The door swings shut behind you both and the afternoon light hits immediately, pale and golden, the kind of late day sun that makes everything look a little softer than it actually is. The small car park outside the rink is quiet. A bird somewhere. The distant sound of a road.

You’re adjusting the strap of your skate bag on your shoulder when Alysa slows beside you.

You take another step before you realise she’s not quite keeping pace anymore, and you glance back.

She’s looking at your bag.

Not your face. Your bag — specifically, the small cluster of pins you have fastened near the top strap, the ones that have lived there so long you’ve stopped seeing them. Your eyes follow hers automatically, scanning for something wrong, something out of place, a strap coming loose maybe or—

There.

The rainbow flag pin.

Small and round, enamel and silver-edged, and in this particular slant of afternoon light it is catching the sun and throwing the tiniest scatter of colour across the fabric beside it. You’ve had it so long it’s just part of the bag now. Part of you. You’d stopped noticing it the way you stop noticing things that have always simply been there.

You look back up at her.

She isn’t saying anything.

She’s just — smiling. Soft and private, like something has settled quietly into place somewhere inside her, like a small piece of information has been received and tucked away carefully. Her eyes lift from the pin to your face and when they find yours the smile doesn’t go anywhere, it just changes slightly at the edges, becomes something a little warmer, a little more like a question that isn’t quite ready to be asked out loud yet.

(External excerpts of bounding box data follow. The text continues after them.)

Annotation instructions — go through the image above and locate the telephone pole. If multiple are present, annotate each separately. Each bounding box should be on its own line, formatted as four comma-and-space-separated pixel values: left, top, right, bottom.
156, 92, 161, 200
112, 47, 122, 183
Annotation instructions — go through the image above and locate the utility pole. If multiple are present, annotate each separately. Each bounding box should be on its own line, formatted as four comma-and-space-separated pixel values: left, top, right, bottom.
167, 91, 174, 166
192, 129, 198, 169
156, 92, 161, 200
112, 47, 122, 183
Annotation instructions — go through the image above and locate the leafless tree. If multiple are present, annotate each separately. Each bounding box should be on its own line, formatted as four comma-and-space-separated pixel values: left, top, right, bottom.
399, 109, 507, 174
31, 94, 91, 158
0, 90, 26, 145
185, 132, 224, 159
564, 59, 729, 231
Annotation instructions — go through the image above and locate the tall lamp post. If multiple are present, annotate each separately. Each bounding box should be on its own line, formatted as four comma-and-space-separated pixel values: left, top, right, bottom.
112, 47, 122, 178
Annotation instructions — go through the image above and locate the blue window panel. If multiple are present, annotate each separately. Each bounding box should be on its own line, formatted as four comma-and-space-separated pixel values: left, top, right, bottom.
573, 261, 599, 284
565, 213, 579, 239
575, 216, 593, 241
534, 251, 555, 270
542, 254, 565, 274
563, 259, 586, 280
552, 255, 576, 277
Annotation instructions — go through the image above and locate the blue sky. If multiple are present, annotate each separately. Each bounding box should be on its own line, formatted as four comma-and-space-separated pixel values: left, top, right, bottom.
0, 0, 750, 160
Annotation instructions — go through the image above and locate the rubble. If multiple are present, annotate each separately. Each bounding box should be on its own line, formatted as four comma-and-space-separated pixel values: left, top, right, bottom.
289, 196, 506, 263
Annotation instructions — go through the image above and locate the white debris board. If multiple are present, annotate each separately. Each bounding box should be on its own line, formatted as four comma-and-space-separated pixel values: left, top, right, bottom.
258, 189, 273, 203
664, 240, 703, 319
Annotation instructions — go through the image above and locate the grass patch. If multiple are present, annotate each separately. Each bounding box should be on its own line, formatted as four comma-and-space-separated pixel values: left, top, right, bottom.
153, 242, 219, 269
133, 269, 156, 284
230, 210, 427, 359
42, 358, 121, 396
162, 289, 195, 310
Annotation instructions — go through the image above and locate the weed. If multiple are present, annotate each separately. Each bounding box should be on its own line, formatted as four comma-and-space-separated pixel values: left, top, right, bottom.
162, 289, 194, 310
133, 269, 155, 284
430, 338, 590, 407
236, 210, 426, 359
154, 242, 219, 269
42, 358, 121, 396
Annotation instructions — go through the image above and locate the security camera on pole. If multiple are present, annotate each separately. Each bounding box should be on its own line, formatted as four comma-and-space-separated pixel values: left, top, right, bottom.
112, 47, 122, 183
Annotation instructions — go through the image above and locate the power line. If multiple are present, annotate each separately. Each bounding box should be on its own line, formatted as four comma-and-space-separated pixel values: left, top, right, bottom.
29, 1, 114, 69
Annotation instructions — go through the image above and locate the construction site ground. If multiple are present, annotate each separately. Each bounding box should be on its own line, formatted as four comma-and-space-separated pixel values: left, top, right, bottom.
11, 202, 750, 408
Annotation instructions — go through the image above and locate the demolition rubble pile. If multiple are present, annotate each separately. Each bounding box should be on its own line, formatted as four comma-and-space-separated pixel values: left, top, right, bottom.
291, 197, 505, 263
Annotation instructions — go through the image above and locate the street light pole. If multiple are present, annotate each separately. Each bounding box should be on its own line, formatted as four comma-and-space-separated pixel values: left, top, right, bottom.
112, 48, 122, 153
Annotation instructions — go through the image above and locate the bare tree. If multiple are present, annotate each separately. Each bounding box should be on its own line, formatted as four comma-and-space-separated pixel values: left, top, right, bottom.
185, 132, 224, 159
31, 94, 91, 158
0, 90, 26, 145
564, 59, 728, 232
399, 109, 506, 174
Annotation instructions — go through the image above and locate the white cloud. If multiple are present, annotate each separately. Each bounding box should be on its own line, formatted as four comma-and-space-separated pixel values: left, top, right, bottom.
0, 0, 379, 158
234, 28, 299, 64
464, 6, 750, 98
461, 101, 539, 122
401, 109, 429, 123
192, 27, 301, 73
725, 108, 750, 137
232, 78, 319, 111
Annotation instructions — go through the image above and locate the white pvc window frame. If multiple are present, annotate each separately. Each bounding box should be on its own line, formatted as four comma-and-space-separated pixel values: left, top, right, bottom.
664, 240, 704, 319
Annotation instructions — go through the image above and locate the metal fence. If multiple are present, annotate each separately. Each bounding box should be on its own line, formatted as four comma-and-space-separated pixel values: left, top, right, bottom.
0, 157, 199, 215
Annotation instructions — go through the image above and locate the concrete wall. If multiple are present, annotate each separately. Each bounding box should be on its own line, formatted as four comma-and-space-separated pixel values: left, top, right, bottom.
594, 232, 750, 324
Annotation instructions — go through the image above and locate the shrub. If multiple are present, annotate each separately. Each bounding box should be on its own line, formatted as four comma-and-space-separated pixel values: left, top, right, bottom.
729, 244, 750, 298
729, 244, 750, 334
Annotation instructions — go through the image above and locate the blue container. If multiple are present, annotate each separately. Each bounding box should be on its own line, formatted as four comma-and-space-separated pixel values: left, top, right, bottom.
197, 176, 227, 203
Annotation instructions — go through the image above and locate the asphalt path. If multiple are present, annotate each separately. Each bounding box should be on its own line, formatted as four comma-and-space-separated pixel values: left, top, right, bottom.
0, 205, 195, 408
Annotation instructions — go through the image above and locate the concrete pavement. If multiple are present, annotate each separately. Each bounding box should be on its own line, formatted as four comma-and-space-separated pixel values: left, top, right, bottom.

You don’t say anything either.

You just smile back, and there’s something fluttery and warm happening in your chest that you are absolutely not examining right now because you are outside a rink in the afternoon sunlight and you would like to remain a functioning person for at least a few more minutes.

You both start walking again, easy and unhurried, bags on shoulders, blades wrapped and tucked away.

“Same time next week?” Alysa asks, after a moment.

You glance at her.

She’s looking ahead, but there’s still the ghost of that smile on her face, and her hands are tucked into the front pocket of her hoodie — something dark, something with a small logo you don’t recognise — and she is so effortlessly, unthinkingly cool that it is frankly a little unfair.

“My schedule hasn’t changed in two years,” you say. “So probably.”

She makes a small sound that is almost a laugh. “Mine either.”

A beat.

“Funny that it took us this long,” she says, lightly. Easily. Like she’s just observing it.

“Yeah,” you agree, just as lightly.

Funny.

You reach the point where the car park splits — her direction and yours, the way paths do at the end of things. You both slow without discussing it, drifting to a natural stop on the asphalt the way you’d drifted to a stop in the centre of the ice earlier, and the symmetry of it is not lost on you.

She turns to face you.

“It was really nice, [y/n],” she says. Your name in her mouth still sounds new and lovely. “Today. Talking.”

“It was,” you agree, and you mean it completely.

She rocks back on her heels once, just slightly, that little silver piercing catching the light the same way your pin had, and gives you one last smile — warm and bright and entirely Alysa — before she turns and heads toward her side of the car park.

You watch her go for exactly as long as you can justify.

Then you turn and walk to your own car, and you are smiling at the ground the whole way there, and the afternoon light is golden and the cold is still in your lungs and everything feels, quietly and without explanation, a little bit like the beginning of something.